You are viewing a plain text version of this content. The canonical link for it is here.
Posted to common-user@hadoop.apache.org by Shrish <s....@lancaster.ac.uk> on 2011/07/22 17:18:49 UTC
Problem with Hadoop Streaming -file option for Java class files
I am struggling with a issue in hadoop streaming in the "-file" option.
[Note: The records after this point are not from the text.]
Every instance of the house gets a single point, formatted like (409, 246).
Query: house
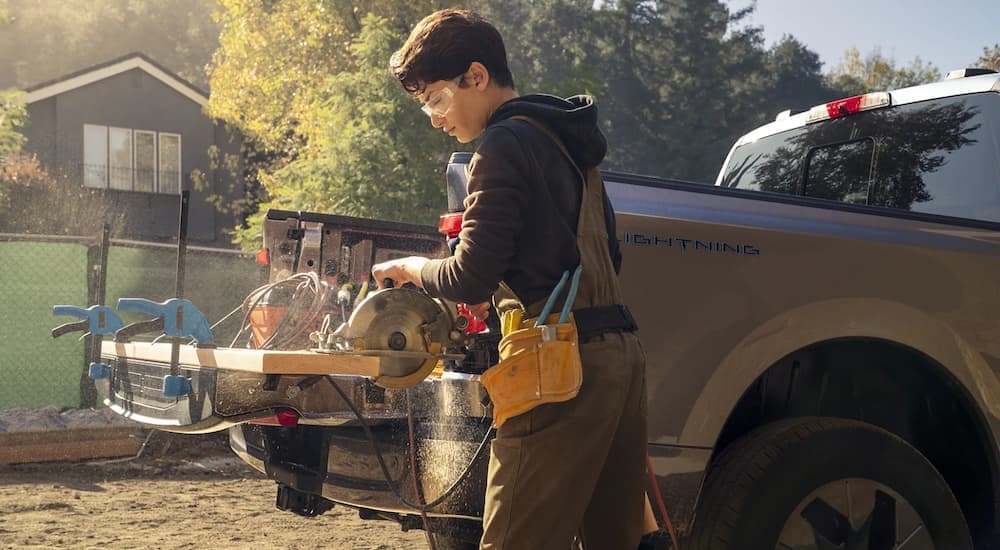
(137, 131)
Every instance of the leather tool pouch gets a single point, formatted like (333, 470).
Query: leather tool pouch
(537, 365)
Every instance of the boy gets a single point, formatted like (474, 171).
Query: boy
(560, 469)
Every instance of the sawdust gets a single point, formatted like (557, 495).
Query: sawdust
(182, 492)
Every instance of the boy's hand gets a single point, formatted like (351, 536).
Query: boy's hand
(401, 271)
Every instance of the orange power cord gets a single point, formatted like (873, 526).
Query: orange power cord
(659, 503)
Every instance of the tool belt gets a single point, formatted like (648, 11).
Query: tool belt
(541, 364)
(538, 365)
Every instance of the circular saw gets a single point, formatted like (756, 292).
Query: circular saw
(406, 329)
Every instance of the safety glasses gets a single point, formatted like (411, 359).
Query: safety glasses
(440, 104)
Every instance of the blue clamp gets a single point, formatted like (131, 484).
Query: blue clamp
(98, 320)
(99, 371)
(176, 385)
(180, 317)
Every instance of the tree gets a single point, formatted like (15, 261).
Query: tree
(12, 116)
(334, 132)
(874, 72)
(990, 58)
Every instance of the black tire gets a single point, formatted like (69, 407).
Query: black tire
(758, 483)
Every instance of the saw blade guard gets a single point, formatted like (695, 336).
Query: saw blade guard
(406, 328)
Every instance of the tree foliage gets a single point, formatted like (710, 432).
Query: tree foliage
(12, 117)
(875, 72)
(677, 81)
(990, 58)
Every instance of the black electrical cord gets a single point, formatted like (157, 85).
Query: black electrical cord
(385, 469)
(306, 287)
(414, 475)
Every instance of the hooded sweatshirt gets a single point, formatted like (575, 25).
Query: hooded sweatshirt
(520, 219)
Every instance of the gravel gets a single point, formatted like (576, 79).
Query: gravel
(56, 418)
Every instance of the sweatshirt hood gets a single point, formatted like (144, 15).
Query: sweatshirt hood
(573, 119)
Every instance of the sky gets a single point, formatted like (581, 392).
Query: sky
(949, 34)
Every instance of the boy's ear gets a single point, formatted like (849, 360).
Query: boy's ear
(479, 75)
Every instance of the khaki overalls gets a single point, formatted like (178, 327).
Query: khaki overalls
(577, 467)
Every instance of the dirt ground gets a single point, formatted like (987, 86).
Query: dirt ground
(182, 492)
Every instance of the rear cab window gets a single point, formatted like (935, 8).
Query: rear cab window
(937, 157)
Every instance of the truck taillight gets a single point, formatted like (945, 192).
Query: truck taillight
(284, 417)
(848, 106)
(450, 225)
(264, 257)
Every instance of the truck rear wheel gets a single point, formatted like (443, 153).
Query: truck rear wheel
(817, 483)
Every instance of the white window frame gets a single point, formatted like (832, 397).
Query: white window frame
(125, 174)
(88, 180)
(154, 169)
(160, 160)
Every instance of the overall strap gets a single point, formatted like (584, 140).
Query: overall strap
(599, 282)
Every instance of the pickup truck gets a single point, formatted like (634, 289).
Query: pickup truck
(821, 328)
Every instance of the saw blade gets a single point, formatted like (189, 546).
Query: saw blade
(401, 325)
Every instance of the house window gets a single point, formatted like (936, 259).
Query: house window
(95, 156)
(131, 160)
(120, 158)
(170, 163)
(145, 161)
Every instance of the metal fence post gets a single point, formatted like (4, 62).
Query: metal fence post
(97, 282)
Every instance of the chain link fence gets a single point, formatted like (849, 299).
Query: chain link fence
(38, 272)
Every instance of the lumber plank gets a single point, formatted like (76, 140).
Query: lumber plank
(251, 360)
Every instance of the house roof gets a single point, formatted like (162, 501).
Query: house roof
(111, 68)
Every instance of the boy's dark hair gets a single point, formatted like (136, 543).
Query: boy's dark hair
(444, 44)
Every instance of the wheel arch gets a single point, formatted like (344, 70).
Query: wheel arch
(871, 360)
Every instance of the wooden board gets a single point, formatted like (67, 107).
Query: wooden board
(69, 444)
(251, 360)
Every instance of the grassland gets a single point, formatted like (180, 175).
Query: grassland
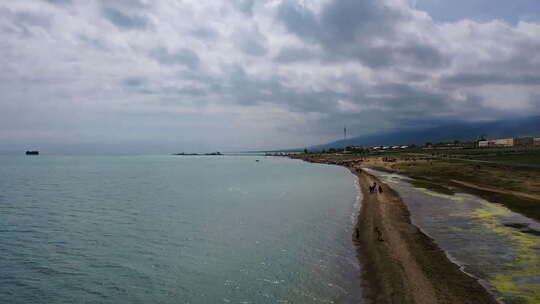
(510, 176)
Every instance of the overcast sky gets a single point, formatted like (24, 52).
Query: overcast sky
(167, 76)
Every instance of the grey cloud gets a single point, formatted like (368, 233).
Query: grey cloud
(205, 33)
(124, 21)
(60, 2)
(292, 55)
(345, 30)
(245, 6)
(480, 79)
(134, 81)
(183, 56)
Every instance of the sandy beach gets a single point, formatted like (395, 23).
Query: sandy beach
(401, 264)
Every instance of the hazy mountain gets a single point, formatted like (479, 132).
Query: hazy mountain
(462, 131)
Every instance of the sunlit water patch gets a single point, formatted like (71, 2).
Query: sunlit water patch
(176, 229)
(488, 240)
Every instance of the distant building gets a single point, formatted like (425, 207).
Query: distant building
(524, 141)
(483, 144)
(502, 142)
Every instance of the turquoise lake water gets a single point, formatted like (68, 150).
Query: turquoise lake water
(172, 229)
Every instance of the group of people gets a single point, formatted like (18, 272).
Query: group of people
(373, 188)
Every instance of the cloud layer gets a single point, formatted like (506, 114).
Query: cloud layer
(230, 75)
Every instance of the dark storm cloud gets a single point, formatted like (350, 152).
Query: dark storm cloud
(285, 71)
(183, 56)
(125, 21)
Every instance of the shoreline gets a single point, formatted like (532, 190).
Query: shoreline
(400, 263)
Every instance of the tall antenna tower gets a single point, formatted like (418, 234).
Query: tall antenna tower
(344, 138)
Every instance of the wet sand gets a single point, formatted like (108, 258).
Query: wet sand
(400, 263)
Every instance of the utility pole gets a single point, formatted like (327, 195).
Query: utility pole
(344, 138)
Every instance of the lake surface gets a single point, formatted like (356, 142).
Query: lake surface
(176, 229)
(480, 236)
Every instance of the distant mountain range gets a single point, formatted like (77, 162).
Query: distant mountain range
(462, 131)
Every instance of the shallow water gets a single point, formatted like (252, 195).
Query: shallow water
(172, 229)
(474, 233)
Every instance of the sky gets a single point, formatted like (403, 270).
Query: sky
(140, 76)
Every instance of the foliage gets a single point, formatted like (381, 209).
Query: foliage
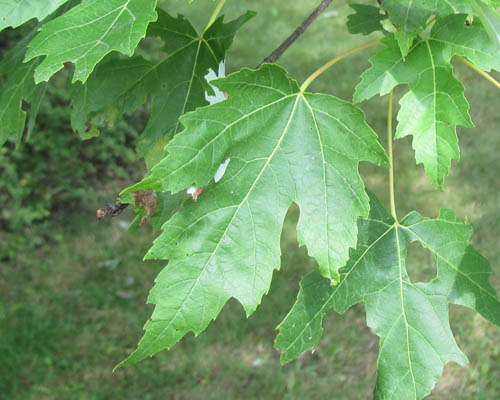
(281, 144)
(50, 174)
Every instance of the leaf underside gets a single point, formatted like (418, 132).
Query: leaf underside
(284, 146)
(176, 83)
(435, 103)
(410, 318)
(16, 12)
(89, 31)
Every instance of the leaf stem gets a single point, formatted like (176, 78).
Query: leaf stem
(391, 157)
(215, 14)
(296, 33)
(334, 61)
(484, 74)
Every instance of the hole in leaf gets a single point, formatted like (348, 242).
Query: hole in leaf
(420, 263)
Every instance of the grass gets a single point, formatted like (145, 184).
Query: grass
(70, 311)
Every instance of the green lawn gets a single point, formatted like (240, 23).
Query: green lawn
(70, 311)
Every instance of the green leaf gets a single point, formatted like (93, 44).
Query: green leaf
(16, 12)
(411, 318)
(284, 146)
(176, 83)
(89, 31)
(365, 20)
(18, 86)
(435, 104)
(490, 18)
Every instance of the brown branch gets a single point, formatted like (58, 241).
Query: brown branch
(118, 207)
(297, 33)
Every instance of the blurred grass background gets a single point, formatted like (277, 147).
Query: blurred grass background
(70, 309)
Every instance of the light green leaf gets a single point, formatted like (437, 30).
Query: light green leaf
(284, 146)
(365, 20)
(411, 16)
(176, 83)
(16, 12)
(435, 104)
(411, 318)
(89, 31)
(490, 18)
(18, 86)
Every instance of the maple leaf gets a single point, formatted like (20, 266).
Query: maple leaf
(365, 20)
(412, 319)
(489, 16)
(15, 12)
(411, 16)
(435, 104)
(285, 146)
(176, 83)
(89, 31)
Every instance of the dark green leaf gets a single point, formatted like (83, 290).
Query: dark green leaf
(16, 12)
(176, 83)
(365, 20)
(284, 146)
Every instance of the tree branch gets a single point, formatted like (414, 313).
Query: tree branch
(297, 33)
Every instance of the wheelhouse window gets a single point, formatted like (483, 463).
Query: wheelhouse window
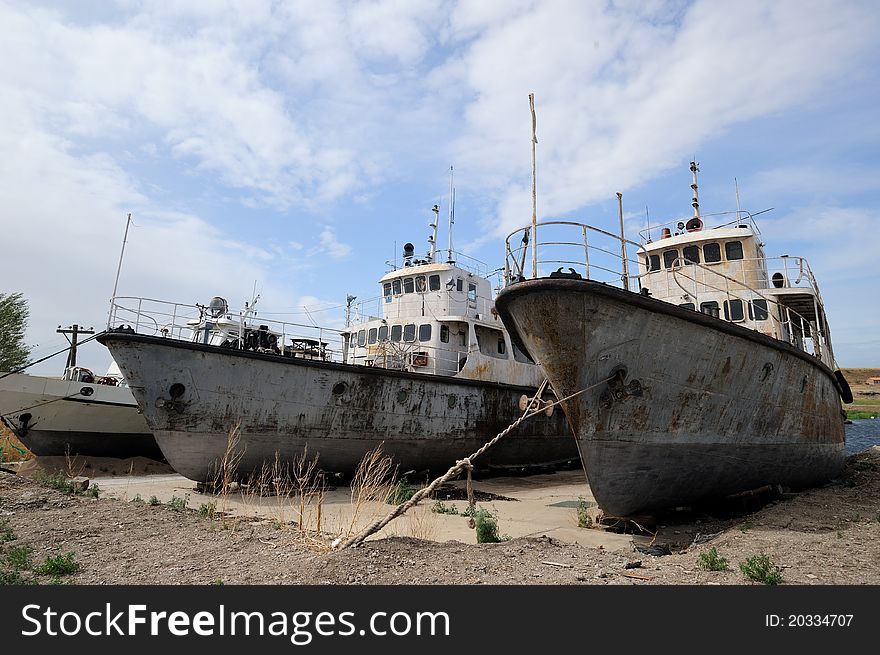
(733, 310)
(691, 254)
(712, 253)
(733, 250)
(758, 310)
(711, 308)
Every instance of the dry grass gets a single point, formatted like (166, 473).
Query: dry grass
(11, 449)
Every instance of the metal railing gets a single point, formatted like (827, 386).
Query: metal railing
(195, 323)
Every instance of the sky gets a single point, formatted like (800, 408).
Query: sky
(291, 148)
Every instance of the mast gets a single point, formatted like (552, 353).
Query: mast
(449, 258)
(118, 269)
(534, 192)
(622, 242)
(695, 202)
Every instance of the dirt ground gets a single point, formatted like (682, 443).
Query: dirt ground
(824, 536)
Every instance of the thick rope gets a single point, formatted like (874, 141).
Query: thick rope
(534, 406)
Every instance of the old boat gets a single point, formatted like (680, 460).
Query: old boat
(431, 378)
(78, 414)
(707, 373)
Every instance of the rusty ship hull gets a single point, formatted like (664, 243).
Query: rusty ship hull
(694, 407)
(195, 396)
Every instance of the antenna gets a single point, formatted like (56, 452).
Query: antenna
(696, 203)
(450, 259)
(534, 193)
(433, 238)
(118, 269)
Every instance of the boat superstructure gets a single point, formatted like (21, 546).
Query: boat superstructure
(707, 371)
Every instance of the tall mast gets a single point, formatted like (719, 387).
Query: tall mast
(118, 269)
(695, 202)
(534, 192)
(449, 258)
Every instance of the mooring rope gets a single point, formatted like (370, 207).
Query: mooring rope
(534, 406)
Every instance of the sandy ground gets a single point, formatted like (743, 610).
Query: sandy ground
(824, 536)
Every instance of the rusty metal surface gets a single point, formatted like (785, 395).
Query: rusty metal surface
(193, 396)
(699, 407)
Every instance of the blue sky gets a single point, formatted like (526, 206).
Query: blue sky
(292, 145)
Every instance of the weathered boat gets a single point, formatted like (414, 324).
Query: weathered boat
(430, 379)
(709, 372)
(79, 413)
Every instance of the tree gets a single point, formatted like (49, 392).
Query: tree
(14, 314)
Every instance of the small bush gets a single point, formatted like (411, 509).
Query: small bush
(179, 503)
(761, 569)
(400, 492)
(440, 508)
(712, 561)
(584, 518)
(208, 510)
(6, 533)
(58, 565)
(487, 527)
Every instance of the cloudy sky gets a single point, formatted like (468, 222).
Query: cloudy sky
(293, 147)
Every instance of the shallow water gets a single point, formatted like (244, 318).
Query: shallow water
(861, 434)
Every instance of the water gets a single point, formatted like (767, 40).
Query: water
(862, 434)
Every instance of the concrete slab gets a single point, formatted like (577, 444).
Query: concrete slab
(533, 505)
First I tried the very basic example in streaming:
hadoop@ubuntu:/usr/local/hadoop$ bin/hadoop jar
contrib/streaming/hadoop-streaming-0.20.203.0.jar -mapper
org.apache.hadoop.mapred.lib.IdentityMapper \ -reducer /bin/wc -inputformat
KeyValueTextInputFormat -input gutenberg/* -output gutenberg-outputtstchk22
which worked absolutely fine.
Then I copied the IdentityMapper.java source code and compiled it. Then I placed
this class file in the /home/hadoop folder and executed the following in the
terminal.
hadoop@ubuntu:/usr/local/hadoop$ bin/hadoop jar
contrib/streaming/hadoop-streaming-0.20.203.0.jar -file ~/IdentityMapper.class
-mapper IdentityMapper.class \ -reducer /bin/wc -inputformat
KeyValueTextInputFormat -input gutenberg/* -output gutenberg-outputtstch6
The execution failed with the following error in the stderr file:
java.io.IOException: Cannot run program "IdentityMapper.class":
java.io.IOException: error=2, No such file or directory
Then again I tried it by copying the IdentityMapper.class file in the hadoop
installation and executed the following:
hadoop@ubuntu:/usr/local/hadoop$ bin/hadoop jar
contrib/streaming/hadoop-streaming-0.20.203.0.jar -file IdentityMapper.class
-mapper IdentityMapper.class \ -reducer /bin/wc -inputformat
KeyValueTextInputFormat -input gutenberg/* -output gutenberg-outputtstch5
But unfortunately again I got the same error.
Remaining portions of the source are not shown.